LA NUEVA RUTA DE LA SEDA – Los caminos a Beijing.

Por: Álex Rodríguez

Zhang Qian es considerado en China como el padre de la ruta de la seda. Era un enviado imperial que se dirigió dos veces hacia el oeste (en 138 y 115 a.C.) y exploró las regiones de Asia Central. El relato de Qian sobre sus viajes se detalla en las primeras crónicas chinas, Shiji o Memorias históricas, compiladas en el siglo I a C. A la historia y a la memoria recurrió el presidente chino, Xi Jinping, para lanzar en 2013 la nueva ruta de la seda: “Hace más de dos milenios, las personas diligentes y valientes de Eurasia exploraron y abrieron vías de intercambios comerciales y culturales que unían las principales civilizaciones de Asia, Europa y África, colectivamente llamada la ruta de la seda por generaciones posteriores.”

Zhang Qian

Zhang Qian.

La nueva ruta abarca a 60 países y combina una ruta terrestre y una vía marítima que conecta China con Europa a través de Asia Sur-Oriental, Asia Central y Oriente Medio. En la ruta se encuentra un 75 por ciento de las reservas de energía conocidas, afecta a un 70 por ciento de la población mundial y se genera un 55 por ciento del PIB mundial (Casarini). Una ambiciosa iniciativa que reaviva tensiones e irrita a sus vecinos (Courmont), se enfrenta a numerosos desafíos (Lincot y Duchâtel) y convierte a Asia Central una vez más en un centro de lucha por el poder, esta vez entre Estados Unidos, Rusia y China, y en menor medida India y Japón (Shen). Washington, que ve cómo las autoridades chinas codician también el Sudeste Asiático, considera que el proyecto de Xi Jinping es difuso y que podría tener como objetivo encontrar una salida para la enorme capacidad del país en sectores industriales como los del acero, el cemento y el vidrio (Parker-Sofio). Un claro destino para esa sobreproducción puede ser Oriente Medio (Chang). Moscú acogió con recelo la iniciativa, pero se ha sumado a la franja económica de la ruta con su Unión Económica Euroasiática (Gabuev).

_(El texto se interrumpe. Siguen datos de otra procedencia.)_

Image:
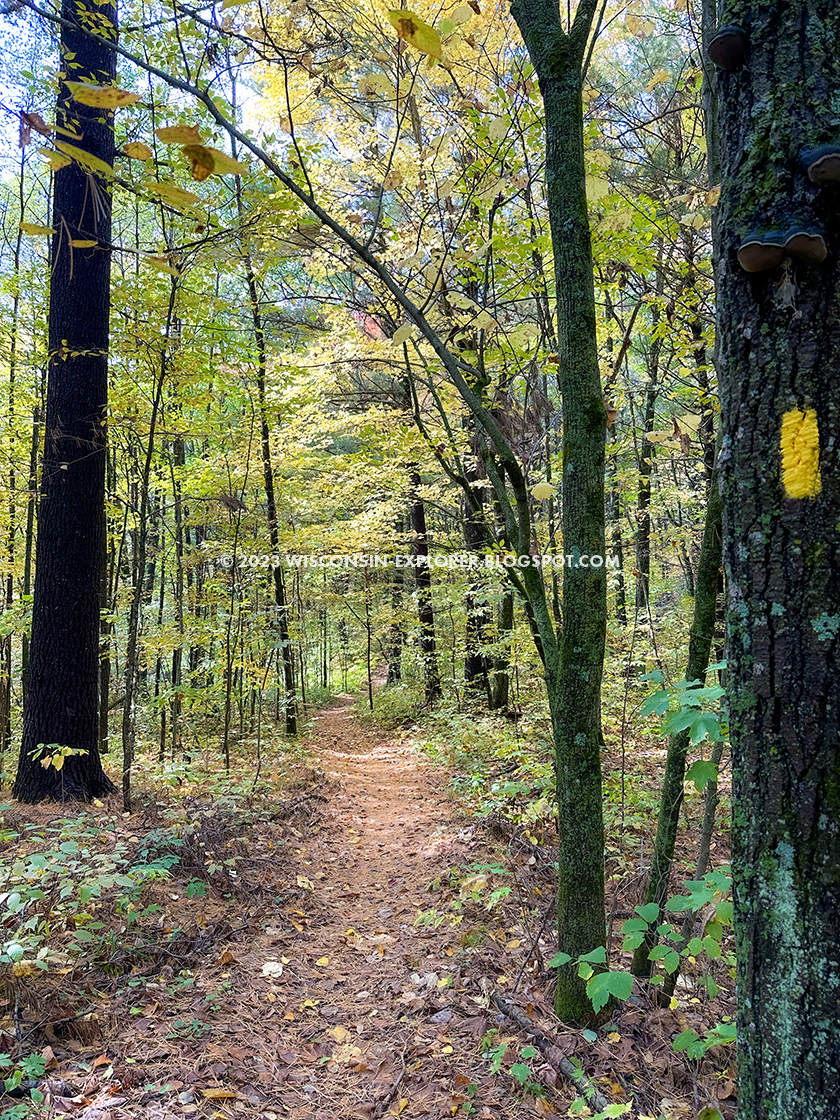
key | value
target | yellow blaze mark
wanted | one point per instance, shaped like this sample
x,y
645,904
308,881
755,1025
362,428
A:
x,y
800,444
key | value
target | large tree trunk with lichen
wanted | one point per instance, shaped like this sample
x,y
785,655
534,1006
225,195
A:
x,y
781,406
574,670
62,702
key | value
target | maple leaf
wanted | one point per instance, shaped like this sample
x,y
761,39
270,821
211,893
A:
x,y
417,33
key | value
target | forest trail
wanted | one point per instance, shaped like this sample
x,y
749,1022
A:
x,y
367,1015
330,1002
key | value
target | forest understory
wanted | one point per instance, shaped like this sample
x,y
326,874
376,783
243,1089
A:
x,y
332,949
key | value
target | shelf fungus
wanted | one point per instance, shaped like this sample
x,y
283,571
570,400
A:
x,y
728,47
822,164
800,446
759,252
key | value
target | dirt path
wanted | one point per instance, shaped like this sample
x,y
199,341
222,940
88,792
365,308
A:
x,y
366,1014
299,986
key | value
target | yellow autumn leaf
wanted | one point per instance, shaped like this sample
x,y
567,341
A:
x,y
85,159
55,159
541,491
201,161
658,78
224,164
393,179
416,31
638,27
596,188
161,264
137,150
177,195
179,133
36,231
101,96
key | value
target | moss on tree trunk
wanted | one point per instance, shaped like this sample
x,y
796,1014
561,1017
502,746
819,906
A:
x,y
781,365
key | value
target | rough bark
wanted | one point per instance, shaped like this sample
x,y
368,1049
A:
x,y
574,666
781,357
702,633
62,705
422,580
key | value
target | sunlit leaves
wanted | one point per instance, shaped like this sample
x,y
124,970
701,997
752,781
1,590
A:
x,y
85,160
137,150
179,133
542,491
183,199
417,33
36,231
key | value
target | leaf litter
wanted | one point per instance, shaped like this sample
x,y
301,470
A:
x,y
301,985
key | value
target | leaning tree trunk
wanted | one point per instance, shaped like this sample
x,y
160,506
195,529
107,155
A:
x,y
422,582
62,706
574,673
780,382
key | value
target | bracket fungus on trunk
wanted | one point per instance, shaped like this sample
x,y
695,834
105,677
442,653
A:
x,y
728,47
759,252
822,164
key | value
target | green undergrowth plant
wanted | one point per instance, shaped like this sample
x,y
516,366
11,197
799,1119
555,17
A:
x,y
393,707
501,766
467,888
710,896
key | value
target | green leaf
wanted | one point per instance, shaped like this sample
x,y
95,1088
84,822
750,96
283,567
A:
x,y
649,912
701,772
684,1039
520,1072
559,960
596,957
656,705
604,985
725,912
711,946
632,941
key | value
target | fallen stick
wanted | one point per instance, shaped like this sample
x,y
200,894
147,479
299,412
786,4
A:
x,y
551,1052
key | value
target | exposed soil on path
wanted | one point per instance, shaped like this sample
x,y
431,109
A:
x,y
371,1015
298,982
311,994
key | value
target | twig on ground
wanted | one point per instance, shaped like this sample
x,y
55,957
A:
x,y
551,1052
392,1091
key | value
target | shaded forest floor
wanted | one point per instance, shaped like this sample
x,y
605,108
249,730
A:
x,y
297,982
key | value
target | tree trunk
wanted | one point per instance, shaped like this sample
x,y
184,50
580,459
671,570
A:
x,y
422,580
62,705
575,666
702,632
780,385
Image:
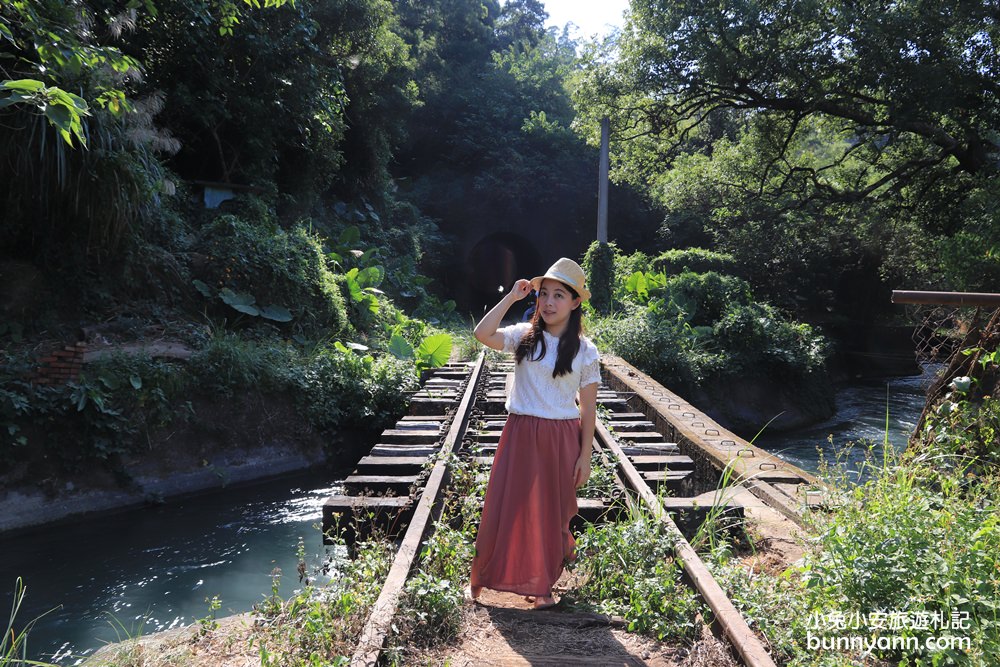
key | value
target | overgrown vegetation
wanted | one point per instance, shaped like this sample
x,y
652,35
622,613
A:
x,y
626,568
905,565
702,333
321,624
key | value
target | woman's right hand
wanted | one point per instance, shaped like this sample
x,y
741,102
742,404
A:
x,y
521,289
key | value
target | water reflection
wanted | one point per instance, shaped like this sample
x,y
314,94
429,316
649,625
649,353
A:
x,y
861,417
155,568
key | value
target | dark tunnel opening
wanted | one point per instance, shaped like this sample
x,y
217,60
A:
x,y
491,268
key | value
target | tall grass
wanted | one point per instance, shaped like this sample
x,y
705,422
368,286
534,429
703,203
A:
x,y
14,643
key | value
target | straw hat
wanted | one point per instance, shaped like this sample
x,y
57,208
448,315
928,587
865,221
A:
x,y
568,272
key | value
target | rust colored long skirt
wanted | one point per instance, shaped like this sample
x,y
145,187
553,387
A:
x,y
524,536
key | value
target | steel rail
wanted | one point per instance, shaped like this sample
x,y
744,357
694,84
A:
x,y
379,622
376,630
734,627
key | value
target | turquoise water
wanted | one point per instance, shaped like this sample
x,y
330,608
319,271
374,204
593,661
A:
x,y
155,568
860,421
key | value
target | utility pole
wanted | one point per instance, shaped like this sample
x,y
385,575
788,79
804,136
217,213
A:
x,y
602,184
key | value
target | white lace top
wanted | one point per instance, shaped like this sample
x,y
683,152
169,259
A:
x,y
535,391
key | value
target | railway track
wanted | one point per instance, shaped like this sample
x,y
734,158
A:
x,y
460,410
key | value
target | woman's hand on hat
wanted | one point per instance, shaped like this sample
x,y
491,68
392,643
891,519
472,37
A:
x,y
521,289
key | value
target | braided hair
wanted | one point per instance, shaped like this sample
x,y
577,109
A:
x,y
532,345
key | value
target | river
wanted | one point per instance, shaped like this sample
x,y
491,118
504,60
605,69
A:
x,y
155,568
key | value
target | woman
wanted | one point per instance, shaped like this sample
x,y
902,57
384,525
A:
x,y
544,450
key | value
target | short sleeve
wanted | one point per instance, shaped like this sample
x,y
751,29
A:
x,y
513,334
590,369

Europa es una de las prioridades estratégicas de China. Gestiona parte del puerto de El Pireo, multiplica sus proyectos en Grecia, país que quiere convertir en su centro de actividad hacia los Balcanes y el sur de Europa, e incrementa sus inversiones en Alemania y Reino Unido (Le Corre). El servicio de tren lanzado en 2014 pero no consolidado entre Yiwu, en la costa oriental de China, y Madrid es el símbolo del cambio geopolítico. Los 13.000 kilómetros de recorrido convierten esta red férrea en la más larga del planeta. España no debe de perder el tren (Ríos).

América Latina y el Caribe no está incluida en la nueva ruta de la seda, pero sí sus extensiones como, por ejemplo, el proyecto de ferrocarril transcontinental que conectaría la costa del Pacífico de Perú con la del Atlántico de Brasil (Shicheng). El continente olvidado tampoco está, pero está. China firmó en 2015 con la Organización para la Unidad Africana un memorando contemplando inversiones por valor de 60.000 millones de dólares (Sun).

En 2049, si culmina el megaproyecto de la nueva ruta de la seda, todos los caminos conducirán a Beijing.